La taxe Google sur le bureau de l'Autorité de la concurrence
Source : Generation NT
19/02/2010

Décidé à mettre de l'ordre dans le monde de l'internet, Nicolas Sarkozy ne s'est pas contenté de faire voter des lois à l'encontre du téléchargement illégal ou sur la surveillance des activités hors la loi, il a aussi demandé à ce que la publicité sur le web n'échappe pas aux taxes imposées par ailleurs aux autres médias.

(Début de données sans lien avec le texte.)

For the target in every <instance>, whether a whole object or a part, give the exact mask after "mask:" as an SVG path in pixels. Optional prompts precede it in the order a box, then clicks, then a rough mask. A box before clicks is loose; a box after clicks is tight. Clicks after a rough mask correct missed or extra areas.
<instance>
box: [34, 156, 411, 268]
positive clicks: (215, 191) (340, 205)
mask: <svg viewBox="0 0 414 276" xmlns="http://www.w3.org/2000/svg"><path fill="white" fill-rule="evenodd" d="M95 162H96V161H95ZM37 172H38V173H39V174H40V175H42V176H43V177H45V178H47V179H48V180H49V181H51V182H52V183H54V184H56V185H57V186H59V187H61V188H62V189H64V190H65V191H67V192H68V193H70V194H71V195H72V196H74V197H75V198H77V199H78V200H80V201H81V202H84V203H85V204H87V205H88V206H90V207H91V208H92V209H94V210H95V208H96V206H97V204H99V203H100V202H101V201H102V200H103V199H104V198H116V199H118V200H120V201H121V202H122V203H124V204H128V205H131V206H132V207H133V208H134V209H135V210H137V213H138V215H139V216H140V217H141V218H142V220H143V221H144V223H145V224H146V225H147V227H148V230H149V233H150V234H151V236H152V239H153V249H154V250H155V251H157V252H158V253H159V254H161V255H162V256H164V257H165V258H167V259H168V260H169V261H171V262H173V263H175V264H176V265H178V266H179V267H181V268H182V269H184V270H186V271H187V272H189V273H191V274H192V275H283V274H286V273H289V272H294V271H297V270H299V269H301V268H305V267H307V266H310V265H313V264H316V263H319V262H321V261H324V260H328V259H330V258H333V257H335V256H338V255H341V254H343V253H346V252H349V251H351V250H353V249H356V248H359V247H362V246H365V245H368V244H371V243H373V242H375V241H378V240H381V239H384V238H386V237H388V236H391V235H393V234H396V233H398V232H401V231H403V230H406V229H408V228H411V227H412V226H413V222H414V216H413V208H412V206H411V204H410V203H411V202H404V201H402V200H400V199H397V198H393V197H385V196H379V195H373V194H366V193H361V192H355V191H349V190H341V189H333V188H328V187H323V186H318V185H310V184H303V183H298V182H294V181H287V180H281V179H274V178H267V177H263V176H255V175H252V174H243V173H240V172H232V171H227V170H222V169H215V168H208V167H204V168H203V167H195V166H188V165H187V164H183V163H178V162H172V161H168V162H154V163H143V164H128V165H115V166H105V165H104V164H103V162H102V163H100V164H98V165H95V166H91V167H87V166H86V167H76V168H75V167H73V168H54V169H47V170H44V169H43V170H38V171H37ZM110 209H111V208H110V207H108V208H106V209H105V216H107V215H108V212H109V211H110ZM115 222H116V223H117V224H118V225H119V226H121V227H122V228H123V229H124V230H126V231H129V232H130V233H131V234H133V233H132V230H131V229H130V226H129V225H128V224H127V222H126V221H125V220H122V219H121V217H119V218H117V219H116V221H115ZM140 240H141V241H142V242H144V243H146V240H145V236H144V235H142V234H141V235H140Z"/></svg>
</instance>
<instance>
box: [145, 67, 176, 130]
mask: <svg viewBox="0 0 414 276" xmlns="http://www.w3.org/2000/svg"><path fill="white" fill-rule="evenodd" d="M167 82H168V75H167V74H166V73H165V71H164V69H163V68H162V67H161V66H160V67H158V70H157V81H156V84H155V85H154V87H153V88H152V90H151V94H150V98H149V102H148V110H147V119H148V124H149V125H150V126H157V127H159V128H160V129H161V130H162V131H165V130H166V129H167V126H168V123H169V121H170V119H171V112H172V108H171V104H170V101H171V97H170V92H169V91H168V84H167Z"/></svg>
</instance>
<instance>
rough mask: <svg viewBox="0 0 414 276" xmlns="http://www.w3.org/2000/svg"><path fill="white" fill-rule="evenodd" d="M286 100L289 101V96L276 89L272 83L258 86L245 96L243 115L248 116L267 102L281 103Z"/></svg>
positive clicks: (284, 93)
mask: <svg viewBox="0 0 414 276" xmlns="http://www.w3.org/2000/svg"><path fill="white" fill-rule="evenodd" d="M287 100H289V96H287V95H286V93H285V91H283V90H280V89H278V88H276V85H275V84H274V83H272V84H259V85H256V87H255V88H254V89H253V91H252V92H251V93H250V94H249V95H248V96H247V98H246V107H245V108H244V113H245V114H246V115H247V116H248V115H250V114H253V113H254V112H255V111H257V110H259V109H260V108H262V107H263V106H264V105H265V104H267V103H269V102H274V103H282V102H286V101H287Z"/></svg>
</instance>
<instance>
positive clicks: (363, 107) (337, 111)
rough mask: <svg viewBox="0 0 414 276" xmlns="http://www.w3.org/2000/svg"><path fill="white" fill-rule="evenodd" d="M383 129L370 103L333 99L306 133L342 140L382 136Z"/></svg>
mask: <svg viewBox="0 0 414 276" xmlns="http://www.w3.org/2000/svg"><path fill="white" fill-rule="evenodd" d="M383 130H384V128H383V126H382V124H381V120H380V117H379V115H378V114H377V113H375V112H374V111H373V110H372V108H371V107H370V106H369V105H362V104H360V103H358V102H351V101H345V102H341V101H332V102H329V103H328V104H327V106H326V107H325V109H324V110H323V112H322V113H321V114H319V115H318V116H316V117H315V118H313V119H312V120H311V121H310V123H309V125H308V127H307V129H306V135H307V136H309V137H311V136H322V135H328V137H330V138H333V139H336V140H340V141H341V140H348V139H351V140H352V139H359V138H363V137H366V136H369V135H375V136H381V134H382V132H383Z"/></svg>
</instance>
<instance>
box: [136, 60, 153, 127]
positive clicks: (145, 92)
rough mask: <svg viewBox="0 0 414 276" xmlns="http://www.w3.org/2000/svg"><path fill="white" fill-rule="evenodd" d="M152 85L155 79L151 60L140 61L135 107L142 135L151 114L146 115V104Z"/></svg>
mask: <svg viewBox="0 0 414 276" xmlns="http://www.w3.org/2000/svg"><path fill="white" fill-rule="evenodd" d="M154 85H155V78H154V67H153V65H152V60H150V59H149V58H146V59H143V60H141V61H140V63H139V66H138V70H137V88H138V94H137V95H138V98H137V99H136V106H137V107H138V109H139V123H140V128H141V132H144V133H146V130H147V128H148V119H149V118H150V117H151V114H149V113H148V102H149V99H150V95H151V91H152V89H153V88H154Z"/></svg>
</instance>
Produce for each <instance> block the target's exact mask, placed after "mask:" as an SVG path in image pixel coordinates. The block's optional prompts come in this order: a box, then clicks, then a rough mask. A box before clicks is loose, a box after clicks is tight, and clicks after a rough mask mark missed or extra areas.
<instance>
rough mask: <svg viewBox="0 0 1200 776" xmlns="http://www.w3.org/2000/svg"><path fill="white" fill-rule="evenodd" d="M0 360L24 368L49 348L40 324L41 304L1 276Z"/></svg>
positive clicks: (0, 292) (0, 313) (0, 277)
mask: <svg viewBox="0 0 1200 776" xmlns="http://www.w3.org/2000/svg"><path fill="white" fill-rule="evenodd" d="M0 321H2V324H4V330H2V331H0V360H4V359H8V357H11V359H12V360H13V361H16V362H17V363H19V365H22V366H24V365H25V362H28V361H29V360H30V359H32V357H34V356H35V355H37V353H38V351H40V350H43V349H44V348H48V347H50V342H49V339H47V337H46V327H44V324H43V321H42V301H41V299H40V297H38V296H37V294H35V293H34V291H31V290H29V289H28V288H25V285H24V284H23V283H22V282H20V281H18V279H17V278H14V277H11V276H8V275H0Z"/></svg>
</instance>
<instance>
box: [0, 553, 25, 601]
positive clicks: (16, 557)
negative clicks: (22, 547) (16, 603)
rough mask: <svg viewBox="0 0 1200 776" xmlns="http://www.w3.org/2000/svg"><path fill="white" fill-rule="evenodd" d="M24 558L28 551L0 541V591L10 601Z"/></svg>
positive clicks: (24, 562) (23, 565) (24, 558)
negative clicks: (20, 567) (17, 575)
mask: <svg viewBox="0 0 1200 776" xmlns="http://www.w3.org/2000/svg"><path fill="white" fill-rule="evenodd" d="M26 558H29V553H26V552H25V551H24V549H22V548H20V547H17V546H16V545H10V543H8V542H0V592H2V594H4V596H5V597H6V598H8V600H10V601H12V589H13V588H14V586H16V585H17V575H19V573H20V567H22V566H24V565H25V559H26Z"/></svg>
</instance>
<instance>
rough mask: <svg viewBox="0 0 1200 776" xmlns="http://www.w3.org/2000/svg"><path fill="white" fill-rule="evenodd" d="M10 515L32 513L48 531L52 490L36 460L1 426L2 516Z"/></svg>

S'appuyant sur le rapport remis par le patron de Naïve Patrick Zelnik, le locataire de l'Elysée a demandé que soit examinée la mise en place d'une taxe sur les revenus engrangés par les moteurs de recherche et les grands portails. Une mesure clairement motivée par le statut que Google s'est construit au fil du temps comme en témoigne la déclaration suivante de Nicolas Sarkozy : « pour l'instant, ces entreprises sont taxées dans le pays siège, mais ponctionne une part importante de notre marché publicitaire. Cela s'appelle de la fuite de matière fiscale et altère le jeu de la concurrence. Nous allons saisir l'Autorité de la concurrence sur l'éventuel abus de position dominante acquise par Google sur le marché de la publicité en ligne ».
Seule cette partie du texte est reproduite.